中国、広州南沙における企業所得税優遇政策に関する通知他

中国JBS‐中国税務及び投資速報(日本語要約版)2022年11月

税務法規

1. 企業所得税

・「広州南沙における企業所得税優遇政策に関する通知」(財税2022年40号)

概要

広州南沙(以下「南沙」)の発展と広東・香港・マカオ間の全面的協力をさらに推進するため、財政部及び国家税務総局は2022年9月25日付で、財税2022年40号通達(以下「40号通達」)を公布し、南沙の企業所得税優遇政策を明確にしました。40号通達は2022年1月1日から2026年12月31日まで適用されます。

南沙の企業所得税優遇政策

40号通達における企業所得税優遇政策の概要を、以下の表にまとめています。

優遇政策の内容

40号通達及びその公式ガイドにより明示された具体的な内容

南沙先行起動区で設立され、実質的な運営を展開している奨励類産業企業は、15%の低減税率で企業所得税が徴収される。
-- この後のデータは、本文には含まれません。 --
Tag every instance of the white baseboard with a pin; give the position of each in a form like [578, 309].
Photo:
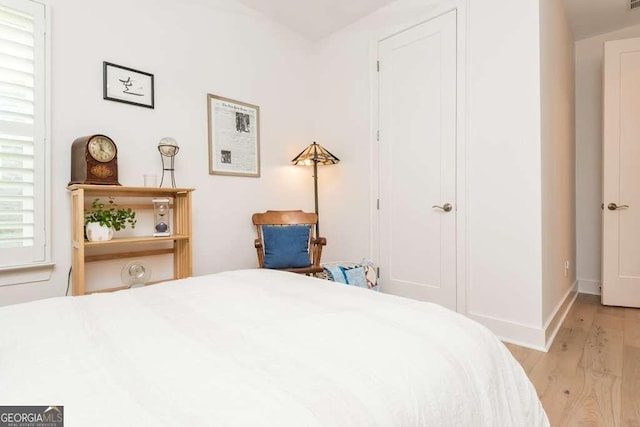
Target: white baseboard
[554, 322]
[592, 287]
[526, 335]
[512, 332]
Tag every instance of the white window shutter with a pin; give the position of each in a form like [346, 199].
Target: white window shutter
[22, 133]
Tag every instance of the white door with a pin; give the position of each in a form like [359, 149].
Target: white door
[417, 162]
[621, 189]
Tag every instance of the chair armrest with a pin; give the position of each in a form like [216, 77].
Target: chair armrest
[319, 241]
[258, 244]
[316, 246]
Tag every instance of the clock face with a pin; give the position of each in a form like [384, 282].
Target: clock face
[102, 149]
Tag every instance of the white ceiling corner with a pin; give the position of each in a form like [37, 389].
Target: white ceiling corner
[315, 19]
[592, 17]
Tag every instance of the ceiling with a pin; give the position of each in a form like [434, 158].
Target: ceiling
[592, 17]
[316, 19]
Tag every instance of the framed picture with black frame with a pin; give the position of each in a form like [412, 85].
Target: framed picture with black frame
[123, 84]
[234, 137]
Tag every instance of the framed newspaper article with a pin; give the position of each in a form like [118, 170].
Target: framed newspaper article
[234, 137]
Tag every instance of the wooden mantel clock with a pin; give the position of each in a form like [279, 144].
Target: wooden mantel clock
[94, 160]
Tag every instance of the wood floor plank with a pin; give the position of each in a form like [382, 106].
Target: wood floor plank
[631, 387]
[582, 313]
[603, 351]
[591, 374]
[553, 374]
[595, 401]
[632, 327]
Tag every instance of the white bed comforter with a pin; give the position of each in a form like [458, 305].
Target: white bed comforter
[259, 348]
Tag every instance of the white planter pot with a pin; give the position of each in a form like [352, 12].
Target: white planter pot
[98, 233]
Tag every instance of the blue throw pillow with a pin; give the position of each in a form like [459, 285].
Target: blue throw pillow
[286, 246]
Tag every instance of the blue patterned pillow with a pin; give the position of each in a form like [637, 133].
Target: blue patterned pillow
[286, 246]
[355, 276]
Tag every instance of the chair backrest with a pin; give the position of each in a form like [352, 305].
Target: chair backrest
[285, 218]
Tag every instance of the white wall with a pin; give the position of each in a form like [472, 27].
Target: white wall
[589, 59]
[192, 48]
[558, 155]
[503, 150]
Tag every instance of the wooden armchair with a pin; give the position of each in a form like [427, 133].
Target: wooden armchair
[289, 218]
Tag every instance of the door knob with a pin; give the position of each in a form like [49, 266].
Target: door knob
[446, 207]
[613, 206]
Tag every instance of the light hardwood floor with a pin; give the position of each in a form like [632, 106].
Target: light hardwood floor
[591, 374]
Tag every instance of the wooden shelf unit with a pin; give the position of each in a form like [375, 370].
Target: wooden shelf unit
[182, 229]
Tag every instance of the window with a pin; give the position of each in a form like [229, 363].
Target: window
[23, 131]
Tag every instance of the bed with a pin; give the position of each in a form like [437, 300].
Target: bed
[259, 348]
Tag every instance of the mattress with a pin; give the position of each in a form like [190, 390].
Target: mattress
[259, 348]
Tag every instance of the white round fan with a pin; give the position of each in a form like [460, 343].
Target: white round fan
[135, 274]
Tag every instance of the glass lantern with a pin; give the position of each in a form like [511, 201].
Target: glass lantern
[161, 217]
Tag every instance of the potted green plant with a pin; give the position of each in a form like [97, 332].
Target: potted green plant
[101, 220]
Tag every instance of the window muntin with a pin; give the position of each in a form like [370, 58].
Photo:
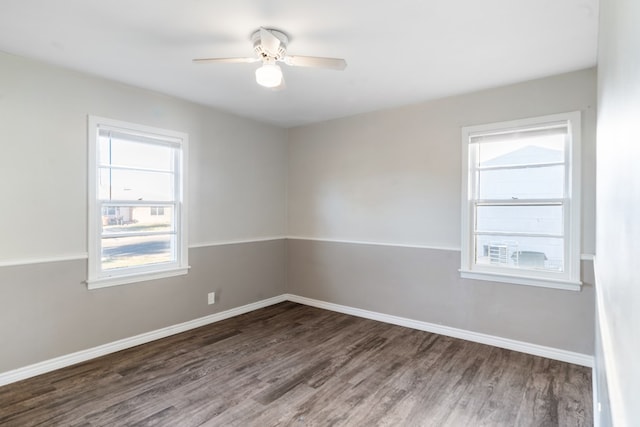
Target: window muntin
[521, 201]
[137, 218]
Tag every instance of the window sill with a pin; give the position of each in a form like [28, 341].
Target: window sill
[133, 278]
[567, 285]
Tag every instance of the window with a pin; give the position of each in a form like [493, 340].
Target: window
[157, 210]
[137, 218]
[521, 201]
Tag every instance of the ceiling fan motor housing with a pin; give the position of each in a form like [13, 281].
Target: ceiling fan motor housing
[259, 48]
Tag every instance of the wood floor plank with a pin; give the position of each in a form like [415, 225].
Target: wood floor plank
[294, 365]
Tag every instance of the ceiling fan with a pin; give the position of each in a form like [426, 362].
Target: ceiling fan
[271, 47]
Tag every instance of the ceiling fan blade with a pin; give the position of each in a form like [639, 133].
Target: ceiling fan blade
[317, 62]
[270, 43]
[226, 60]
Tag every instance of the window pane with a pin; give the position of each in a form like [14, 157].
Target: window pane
[136, 251]
[137, 219]
[525, 219]
[526, 183]
[120, 152]
[117, 184]
[545, 253]
[523, 151]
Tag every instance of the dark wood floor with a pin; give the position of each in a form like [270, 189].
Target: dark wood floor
[295, 365]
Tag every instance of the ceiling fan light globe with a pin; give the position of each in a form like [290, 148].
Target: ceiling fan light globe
[269, 75]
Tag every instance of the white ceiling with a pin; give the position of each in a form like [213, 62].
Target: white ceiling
[398, 52]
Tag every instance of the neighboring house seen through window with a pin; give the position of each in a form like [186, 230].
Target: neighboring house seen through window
[137, 207]
[521, 201]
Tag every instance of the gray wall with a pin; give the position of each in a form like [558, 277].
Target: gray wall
[618, 227]
[394, 178]
[424, 285]
[237, 191]
[48, 312]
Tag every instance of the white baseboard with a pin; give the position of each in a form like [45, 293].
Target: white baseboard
[509, 344]
[102, 350]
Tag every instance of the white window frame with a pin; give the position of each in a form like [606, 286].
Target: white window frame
[569, 279]
[98, 278]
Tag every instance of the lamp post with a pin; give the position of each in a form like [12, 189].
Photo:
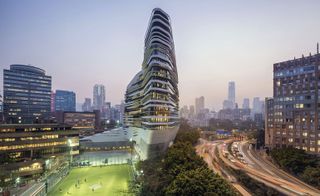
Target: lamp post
[70, 148]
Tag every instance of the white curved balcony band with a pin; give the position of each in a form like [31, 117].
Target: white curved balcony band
[153, 94]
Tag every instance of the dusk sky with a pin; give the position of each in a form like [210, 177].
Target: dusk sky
[81, 43]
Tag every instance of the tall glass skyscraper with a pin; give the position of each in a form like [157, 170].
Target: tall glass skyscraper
[232, 93]
[151, 100]
[99, 96]
[65, 101]
[26, 94]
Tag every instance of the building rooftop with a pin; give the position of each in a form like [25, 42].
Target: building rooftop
[115, 135]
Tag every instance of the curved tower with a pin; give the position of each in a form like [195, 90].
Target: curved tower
[152, 97]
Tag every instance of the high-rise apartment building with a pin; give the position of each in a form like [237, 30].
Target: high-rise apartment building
[151, 100]
[199, 104]
[65, 101]
[294, 118]
[246, 103]
[99, 97]
[86, 106]
[26, 93]
[232, 93]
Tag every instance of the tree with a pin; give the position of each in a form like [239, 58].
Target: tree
[311, 175]
[199, 181]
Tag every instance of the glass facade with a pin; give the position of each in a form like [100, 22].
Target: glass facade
[27, 151]
[151, 100]
[26, 94]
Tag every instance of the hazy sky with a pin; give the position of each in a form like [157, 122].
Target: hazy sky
[81, 42]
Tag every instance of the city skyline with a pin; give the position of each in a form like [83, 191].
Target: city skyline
[78, 42]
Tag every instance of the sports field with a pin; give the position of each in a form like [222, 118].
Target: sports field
[108, 180]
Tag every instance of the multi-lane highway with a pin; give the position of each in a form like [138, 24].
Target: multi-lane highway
[208, 151]
[217, 156]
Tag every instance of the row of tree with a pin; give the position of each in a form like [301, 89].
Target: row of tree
[181, 171]
[299, 163]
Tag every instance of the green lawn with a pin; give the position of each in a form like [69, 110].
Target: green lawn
[108, 180]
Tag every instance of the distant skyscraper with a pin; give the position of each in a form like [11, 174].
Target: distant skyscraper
[65, 101]
[191, 111]
[152, 97]
[199, 105]
[27, 94]
[53, 102]
[86, 106]
[256, 106]
[99, 97]
[246, 103]
[232, 93]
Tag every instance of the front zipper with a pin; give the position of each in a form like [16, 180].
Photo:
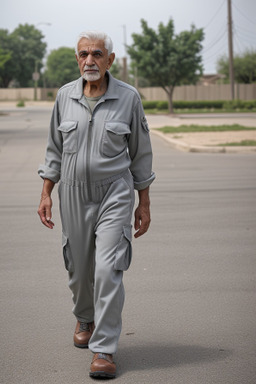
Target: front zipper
[88, 160]
[89, 151]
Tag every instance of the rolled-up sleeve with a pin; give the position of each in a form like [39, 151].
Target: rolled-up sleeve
[140, 150]
[52, 167]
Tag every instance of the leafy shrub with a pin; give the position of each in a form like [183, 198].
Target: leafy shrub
[21, 103]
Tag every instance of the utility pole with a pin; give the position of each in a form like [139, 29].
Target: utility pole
[125, 74]
[230, 50]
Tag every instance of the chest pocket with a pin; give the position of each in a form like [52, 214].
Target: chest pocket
[115, 138]
[68, 130]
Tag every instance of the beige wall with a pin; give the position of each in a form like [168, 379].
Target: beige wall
[202, 92]
[189, 92]
[15, 94]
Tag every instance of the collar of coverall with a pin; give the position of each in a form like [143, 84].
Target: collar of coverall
[77, 90]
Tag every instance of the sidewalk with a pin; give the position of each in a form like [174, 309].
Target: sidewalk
[206, 141]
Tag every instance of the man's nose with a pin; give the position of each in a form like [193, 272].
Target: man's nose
[89, 60]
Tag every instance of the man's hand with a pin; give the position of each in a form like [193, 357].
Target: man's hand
[45, 206]
[142, 213]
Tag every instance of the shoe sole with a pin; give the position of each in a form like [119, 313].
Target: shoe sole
[81, 345]
[102, 375]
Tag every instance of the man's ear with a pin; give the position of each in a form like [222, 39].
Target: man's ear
[111, 59]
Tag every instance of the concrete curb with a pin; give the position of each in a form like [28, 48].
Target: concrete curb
[181, 145]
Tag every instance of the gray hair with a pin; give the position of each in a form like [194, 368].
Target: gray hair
[94, 35]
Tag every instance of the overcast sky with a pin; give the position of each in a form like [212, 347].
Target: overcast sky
[121, 18]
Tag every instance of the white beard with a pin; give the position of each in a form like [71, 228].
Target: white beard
[91, 76]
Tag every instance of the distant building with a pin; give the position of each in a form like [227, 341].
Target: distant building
[210, 79]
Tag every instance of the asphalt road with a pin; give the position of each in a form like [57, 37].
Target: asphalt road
[190, 309]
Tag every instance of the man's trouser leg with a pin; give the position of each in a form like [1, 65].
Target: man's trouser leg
[99, 235]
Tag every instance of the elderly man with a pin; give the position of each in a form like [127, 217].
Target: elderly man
[99, 151]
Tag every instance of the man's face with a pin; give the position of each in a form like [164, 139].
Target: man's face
[93, 59]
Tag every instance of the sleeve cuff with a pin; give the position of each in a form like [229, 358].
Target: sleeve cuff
[48, 173]
[139, 185]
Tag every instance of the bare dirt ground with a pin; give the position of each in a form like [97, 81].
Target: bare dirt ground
[213, 138]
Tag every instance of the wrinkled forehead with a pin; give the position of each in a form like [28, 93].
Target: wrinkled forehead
[91, 45]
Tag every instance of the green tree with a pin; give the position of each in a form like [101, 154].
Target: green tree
[25, 49]
[166, 59]
[61, 67]
[6, 52]
[244, 67]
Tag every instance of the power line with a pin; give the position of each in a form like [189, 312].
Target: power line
[245, 16]
[221, 35]
[214, 15]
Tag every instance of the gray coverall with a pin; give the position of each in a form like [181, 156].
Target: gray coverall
[99, 158]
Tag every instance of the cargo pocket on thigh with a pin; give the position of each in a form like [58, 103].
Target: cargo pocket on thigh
[124, 250]
[67, 254]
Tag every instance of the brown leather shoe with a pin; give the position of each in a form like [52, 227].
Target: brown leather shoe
[103, 366]
[83, 334]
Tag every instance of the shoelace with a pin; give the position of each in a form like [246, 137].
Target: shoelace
[84, 327]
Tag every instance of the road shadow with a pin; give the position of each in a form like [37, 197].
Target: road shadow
[150, 356]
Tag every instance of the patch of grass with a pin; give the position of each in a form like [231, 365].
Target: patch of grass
[243, 143]
[205, 128]
[21, 103]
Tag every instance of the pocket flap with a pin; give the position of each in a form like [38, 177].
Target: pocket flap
[67, 126]
[64, 240]
[128, 232]
[118, 128]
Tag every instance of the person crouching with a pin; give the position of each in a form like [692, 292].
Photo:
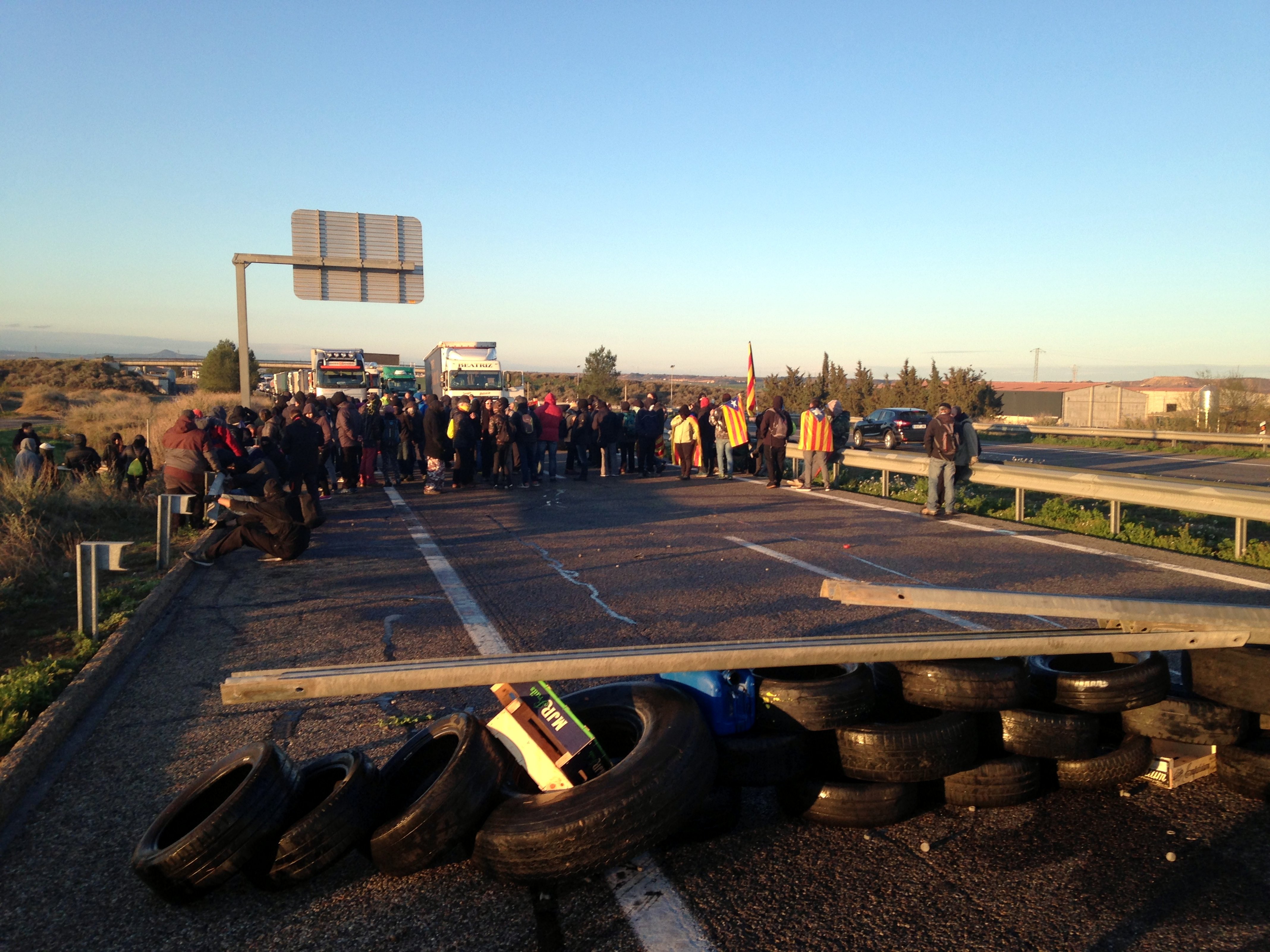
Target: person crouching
[275, 526]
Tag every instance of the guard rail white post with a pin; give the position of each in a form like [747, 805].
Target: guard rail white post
[169, 506]
[92, 558]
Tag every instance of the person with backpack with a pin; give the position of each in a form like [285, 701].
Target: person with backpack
[774, 432]
[942, 445]
[138, 465]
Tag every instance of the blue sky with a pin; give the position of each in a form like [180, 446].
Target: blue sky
[883, 181]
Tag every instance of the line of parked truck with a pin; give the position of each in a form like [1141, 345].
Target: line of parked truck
[452, 369]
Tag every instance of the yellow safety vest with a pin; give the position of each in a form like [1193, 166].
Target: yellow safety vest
[738, 430]
[816, 435]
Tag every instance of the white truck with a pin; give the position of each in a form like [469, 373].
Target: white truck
[339, 371]
[458, 367]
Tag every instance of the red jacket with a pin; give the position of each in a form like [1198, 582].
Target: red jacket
[552, 421]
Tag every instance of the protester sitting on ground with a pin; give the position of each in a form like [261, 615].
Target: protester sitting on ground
[26, 432]
[82, 460]
[685, 437]
[276, 526]
[27, 464]
[942, 445]
[138, 465]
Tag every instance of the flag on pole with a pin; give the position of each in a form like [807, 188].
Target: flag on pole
[751, 402]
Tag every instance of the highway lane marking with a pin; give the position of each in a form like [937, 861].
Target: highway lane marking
[480, 630]
[807, 567]
[567, 574]
[1043, 540]
[657, 913]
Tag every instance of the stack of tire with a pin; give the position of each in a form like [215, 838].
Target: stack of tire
[450, 791]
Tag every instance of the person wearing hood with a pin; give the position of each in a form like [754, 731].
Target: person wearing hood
[436, 422]
[552, 419]
[27, 464]
[840, 424]
[82, 460]
[816, 441]
[685, 437]
[138, 465]
[774, 431]
[187, 456]
[275, 526]
[114, 459]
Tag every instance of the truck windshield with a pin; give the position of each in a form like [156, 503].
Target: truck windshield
[475, 380]
[352, 380]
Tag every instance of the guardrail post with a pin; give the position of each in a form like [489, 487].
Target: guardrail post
[169, 506]
[91, 558]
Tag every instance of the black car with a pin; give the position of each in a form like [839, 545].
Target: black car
[895, 426]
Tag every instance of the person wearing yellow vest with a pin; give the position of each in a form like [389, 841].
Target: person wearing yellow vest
[816, 441]
[685, 435]
[732, 430]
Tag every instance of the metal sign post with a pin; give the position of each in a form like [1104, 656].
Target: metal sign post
[341, 257]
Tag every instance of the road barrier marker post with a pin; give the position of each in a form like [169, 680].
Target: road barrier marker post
[92, 558]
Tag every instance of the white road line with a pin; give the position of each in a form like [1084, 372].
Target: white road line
[655, 909]
[480, 630]
[1043, 541]
[658, 914]
[807, 567]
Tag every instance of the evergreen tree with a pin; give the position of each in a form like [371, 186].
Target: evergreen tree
[220, 369]
[600, 376]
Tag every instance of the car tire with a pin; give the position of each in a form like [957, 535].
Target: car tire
[1236, 677]
[334, 809]
[218, 825]
[971, 685]
[1096, 683]
[813, 697]
[1118, 765]
[1057, 735]
[437, 790]
[664, 767]
[1005, 781]
[925, 745]
[849, 803]
[1246, 768]
[763, 758]
[1189, 720]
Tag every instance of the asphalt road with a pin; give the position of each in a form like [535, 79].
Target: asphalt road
[1073, 871]
[1191, 466]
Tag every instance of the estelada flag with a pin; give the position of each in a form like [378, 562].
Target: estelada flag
[751, 402]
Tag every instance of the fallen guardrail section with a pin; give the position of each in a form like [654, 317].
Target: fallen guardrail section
[1238, 502]
[1009, 430]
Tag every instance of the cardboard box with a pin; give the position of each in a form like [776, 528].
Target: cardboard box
[552, 729]
[1174, 763]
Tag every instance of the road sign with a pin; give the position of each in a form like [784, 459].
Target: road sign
[352, 254]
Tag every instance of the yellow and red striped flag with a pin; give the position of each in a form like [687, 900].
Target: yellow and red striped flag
[751, 402]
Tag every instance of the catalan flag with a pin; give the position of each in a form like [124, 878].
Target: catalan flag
[751, 400]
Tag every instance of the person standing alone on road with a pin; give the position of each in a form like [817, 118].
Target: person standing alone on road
[942, 444]
[816, 441]
[774, 431]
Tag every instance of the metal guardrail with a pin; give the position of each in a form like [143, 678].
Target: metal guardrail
[1009, 430]
[1241, 503]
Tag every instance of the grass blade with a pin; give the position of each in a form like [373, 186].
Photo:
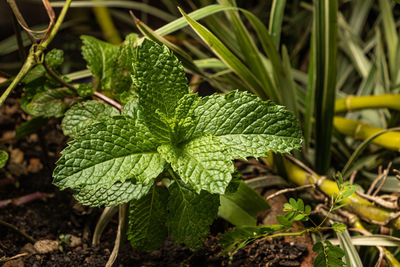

適格企業は、次の2つの条件を同時に満たす必要がある。

  • 「広州南沙企業所得税優遇目録(2022年版)」(以下「南沙目録」、40号公告は後述のリンク参照)に規定された産業項目を主要業務とし、かつ主要業務収入が収入総額の60%以上を占めること。
  • 企業の実際の管理機構が南沙先行起動区1で設立され、企業の生産・経営、人員、財務、財産等の実質的かつ全面的な管理と統制を実施していること。

かつ、15%の優遇税率は、次の条件を満たす所得にのみ適用される。

  • 南沙先行起動区内で設立された、規定条件を満たす総機構及び支部機構の所得 または
  • 南沙先行起動区以外で総機構が設立された企業で、南沙先行起動区内で設立された規定条件を満たす支部機構の所得

総機構と、地域をまたいで経営する支部機構間における収入の配分方法は、現行の企業所得税政策を参照する必要がある

税務損失の繰越年限延長2

南沙で設立され、かつ2022年1月1日以降、ハイテク企業または科学技術型中小企業の資格を有する企業の未使用の税務損失は、翌年に繰り越すことができ、その繰越年限は最長13年である。具体的には、適格企業がハイテク企業や科学技術型中小企業として認定される以前の8年間に発生した欠損金を使用していない場合、繰り越しが認められ、繰越年限は最長13年まで延長される。

上記の条件を満たすハイテク企業または科学技術型中小企業は、同時に次の2つの条件も満たす必要がある。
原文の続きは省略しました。